Die Landessymbole spielen im Alltag eine weit größere Rolle als etwa in Deutschland. Wird – und sei es bei der Weihnachtsfeier eines Kindergartens – die Nationalhymne gespielt, so haben alle Anwesenden sich zu erheben und bis zum letzten Ton stehen zu bleiben. Dasselbe gilt, wenn die Landesfahne gehisst wird. Zur nationalen Ikonographie müssen auch die jeweiligen Präsidentenporträts gezählt werden, allen voran das von Staatsgründer Jomo Kenyatta, der lange jeden Geldschein schmückte. Inzwischen wird die politische Ikone ersetzt durch Kenias Wildtiere. Im Gegensatz zu den Zeiten Daniel Arap Mois wird der Personenkult um den Staatschef ohnehin nicht mehr ganz so strikt betrieben. Früher waren in jedem Geschäft und jeder Amtsstube Porträts des amtierenden Präsidenten sichtbar aufgehängt, heute ist das kein Muss mehr, auch wenn sich nach wie vor viele daran halten.

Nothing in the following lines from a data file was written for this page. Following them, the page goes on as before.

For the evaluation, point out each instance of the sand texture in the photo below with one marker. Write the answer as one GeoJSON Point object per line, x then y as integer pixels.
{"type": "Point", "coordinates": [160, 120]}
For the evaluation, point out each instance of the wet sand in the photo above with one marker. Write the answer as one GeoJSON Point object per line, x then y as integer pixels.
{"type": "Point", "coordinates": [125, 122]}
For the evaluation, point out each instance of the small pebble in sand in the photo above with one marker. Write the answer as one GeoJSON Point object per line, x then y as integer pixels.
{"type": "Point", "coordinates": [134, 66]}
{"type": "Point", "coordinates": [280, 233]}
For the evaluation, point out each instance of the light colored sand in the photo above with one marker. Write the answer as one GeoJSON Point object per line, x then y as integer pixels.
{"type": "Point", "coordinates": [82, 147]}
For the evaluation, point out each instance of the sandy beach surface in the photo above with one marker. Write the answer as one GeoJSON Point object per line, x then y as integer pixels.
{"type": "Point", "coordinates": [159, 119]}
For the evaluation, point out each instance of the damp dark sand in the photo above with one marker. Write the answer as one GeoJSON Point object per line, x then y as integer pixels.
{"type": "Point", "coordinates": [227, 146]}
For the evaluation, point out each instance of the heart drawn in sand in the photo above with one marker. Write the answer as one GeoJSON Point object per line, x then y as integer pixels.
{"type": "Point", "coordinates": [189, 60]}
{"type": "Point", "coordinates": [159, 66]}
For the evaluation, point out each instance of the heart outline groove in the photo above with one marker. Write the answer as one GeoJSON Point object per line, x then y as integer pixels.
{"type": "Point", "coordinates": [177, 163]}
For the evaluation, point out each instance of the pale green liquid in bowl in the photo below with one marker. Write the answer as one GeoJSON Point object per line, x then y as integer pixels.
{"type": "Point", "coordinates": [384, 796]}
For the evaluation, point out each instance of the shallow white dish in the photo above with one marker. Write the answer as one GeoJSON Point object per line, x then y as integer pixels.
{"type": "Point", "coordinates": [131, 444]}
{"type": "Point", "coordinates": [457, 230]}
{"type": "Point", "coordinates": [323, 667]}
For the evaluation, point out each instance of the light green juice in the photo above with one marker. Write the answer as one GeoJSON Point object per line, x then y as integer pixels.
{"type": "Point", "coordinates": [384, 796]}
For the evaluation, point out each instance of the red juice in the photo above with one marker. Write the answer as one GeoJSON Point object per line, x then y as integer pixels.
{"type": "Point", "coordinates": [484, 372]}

Die kenianische Flagge und das Staatswappen lehnen sich in Teilen an die äthiopischen Symbole an (rot, grün, Löwen); Jomo Kenyatta hat Kaiser Haile Selassie Mariam sehr verehrt. Das niemals kolonisierte Äthiopien war den panafrikanischen Unabhängigkeitskämpfern ein Vorbild. Das Wappen drückt Kampf und Verteidigungsbereitschaft aus und appelliert mit dem Slogan Harambee an die nationale Einheit, die das multitethnisch geprägte Land 1963 ja erst erzeugen musste. Harambee bedeutet so viel wie «Lasst uns alle an einem Strang ziehen», alle mit anpacken und das Land aufbauen. Leider wurde der Ansatz später diskreditiert durch dubiose Spendenveranstaltungen, Harambee genannte Wohltätigkeitsfeste, die letztlich den Zwecken der Korruption dienten.
Die Farben der kenianischen Flagge deuten viele Kenianer so: Schwarz steht dafür, dass Kenia ein afrikanisches Land ist, Rot für die Leiden beim Kampf um die Unabhängigkeit und Grün für die Zukunft und Fruchtbarkeit des Landes. Der Schild mit den zwei Speeren steht für die afrikanische Tradition und die Wehrhaftigkeit kenianischer Krieger.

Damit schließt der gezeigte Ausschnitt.